The new consensus, and at least the sense in meetings and three weeks of flow data that can be analyzed, indicate that sentiment has clearly turned against the US. Given the unanimity of the pro-US view among investors after Donald Trump won the presidential election, and the scale of the flow into US assets that resulted, this new anti-US consensus implies that more outflow from US assets is to come in the short term. But what about strategically? Also, is it really the case that US exceptionalism has suddenly ended? And do investors need to think differently about what this means for equities, bonds and the US dollar?
A lot of the commentary that we hear is based on the idea that US exceptionalism has ended. However, this belies a misunderstanding. The true exceptionalism is strategic, not tactical. Yes, US corporations enjoyed a particularly strong business cycle in recent years (does anyone still recall the hard-versus-soft landing debates of early 2024?), with US earnings growth exceptional compared with the rest of the world. The shock of tariffs with the knock-on dramatic curtailment of capex plans and a hit to consumer expectations has rapidly undone that cycle, and the US now faces a 40% chance of recession this year, and consumers and businesses face sharply higher prices on some goods. There is even the possibility of empty shelves in shops later this year, given the rapid drop-off in shipments from China. At the same time, though, the near-term growth outlook is declining elsewhere in the world as well. We don’t mean to belittle this at all, as it is hugely important, but it is a tactical development, not strategic. Does the strategic US exceptionalism still stand?
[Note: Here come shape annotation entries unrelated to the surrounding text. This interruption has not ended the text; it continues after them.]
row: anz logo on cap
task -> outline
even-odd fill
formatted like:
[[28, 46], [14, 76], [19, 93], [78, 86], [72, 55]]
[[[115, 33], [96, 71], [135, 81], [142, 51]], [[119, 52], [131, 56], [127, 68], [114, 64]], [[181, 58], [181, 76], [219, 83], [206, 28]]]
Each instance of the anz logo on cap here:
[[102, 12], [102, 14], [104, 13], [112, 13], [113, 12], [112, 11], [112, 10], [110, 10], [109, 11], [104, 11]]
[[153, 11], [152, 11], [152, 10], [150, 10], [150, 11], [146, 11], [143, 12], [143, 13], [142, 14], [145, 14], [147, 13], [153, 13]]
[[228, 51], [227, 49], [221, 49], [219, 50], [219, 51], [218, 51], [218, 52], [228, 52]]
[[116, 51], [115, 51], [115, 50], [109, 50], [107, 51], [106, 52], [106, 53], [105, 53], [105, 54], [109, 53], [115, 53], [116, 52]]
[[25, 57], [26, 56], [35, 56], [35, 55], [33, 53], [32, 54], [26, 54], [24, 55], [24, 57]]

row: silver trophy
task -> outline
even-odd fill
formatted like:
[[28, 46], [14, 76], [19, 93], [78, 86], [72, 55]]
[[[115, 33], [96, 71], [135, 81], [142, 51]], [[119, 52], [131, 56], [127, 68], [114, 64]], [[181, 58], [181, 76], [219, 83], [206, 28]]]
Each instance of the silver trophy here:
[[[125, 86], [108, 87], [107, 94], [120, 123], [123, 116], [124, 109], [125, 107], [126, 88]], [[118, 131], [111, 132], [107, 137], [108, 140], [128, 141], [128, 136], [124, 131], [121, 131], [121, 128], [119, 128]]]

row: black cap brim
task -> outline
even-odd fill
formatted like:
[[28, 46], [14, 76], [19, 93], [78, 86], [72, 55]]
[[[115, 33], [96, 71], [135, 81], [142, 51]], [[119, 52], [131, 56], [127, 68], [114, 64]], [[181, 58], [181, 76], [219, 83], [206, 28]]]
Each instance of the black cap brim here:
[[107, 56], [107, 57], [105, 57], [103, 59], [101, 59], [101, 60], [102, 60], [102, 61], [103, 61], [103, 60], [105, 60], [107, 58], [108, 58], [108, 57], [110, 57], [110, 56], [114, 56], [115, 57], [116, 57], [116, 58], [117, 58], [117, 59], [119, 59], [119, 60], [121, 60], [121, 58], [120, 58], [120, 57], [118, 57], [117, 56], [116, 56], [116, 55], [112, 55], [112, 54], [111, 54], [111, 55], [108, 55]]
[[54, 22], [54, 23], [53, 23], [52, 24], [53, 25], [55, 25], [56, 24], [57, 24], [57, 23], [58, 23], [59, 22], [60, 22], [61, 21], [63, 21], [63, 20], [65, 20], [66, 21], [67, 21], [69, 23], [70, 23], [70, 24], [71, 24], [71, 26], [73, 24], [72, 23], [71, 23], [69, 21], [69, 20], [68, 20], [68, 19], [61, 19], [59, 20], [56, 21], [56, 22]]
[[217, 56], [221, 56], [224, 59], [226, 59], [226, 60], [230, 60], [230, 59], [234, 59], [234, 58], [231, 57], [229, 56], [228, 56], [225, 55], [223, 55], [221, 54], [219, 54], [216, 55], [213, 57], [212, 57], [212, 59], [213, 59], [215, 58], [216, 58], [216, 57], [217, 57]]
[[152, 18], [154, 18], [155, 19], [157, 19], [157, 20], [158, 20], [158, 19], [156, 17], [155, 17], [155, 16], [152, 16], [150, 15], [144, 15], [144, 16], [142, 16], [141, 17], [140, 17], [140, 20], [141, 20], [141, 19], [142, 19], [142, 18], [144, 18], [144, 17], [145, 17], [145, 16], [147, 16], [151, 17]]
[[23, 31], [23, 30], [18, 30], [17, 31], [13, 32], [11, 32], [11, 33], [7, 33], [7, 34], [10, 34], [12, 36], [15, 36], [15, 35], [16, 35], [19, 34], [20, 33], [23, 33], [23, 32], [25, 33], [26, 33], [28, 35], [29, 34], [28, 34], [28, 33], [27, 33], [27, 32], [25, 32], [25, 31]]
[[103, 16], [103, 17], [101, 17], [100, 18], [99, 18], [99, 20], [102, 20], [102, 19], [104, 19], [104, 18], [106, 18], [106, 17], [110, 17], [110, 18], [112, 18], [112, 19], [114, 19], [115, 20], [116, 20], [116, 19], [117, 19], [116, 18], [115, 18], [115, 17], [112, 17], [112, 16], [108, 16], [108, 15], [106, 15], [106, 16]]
It will be unpopular for us to say “yes,” as we sense that view is not in line with the new post “Liberation Day” new consensus, but we think that US exceptionalism with respect to equities still stands. Yes, it has taken a knock, but some elements are genuinely sticky. For US bonds, the reason to own them and hence the risks are somewhat different, as we discuss below.
The scale of the recent change is apparent in the relative net flows into the US and Germany since the US election. The euphoric flows into US equities abruptly stopped around the date of the tariff announcements. Germany, meanwhile, which had been deeply unloved by investors (for many good reasons), saw inflows that in one go unwound all outflows since the end of 2023 (Display 1). It should be noted that while both domestic and international investors bought German (and other non-US) equities, the picture in the US was split. US domestic retail aggressively “bought the dip;” institutional and international investors sold.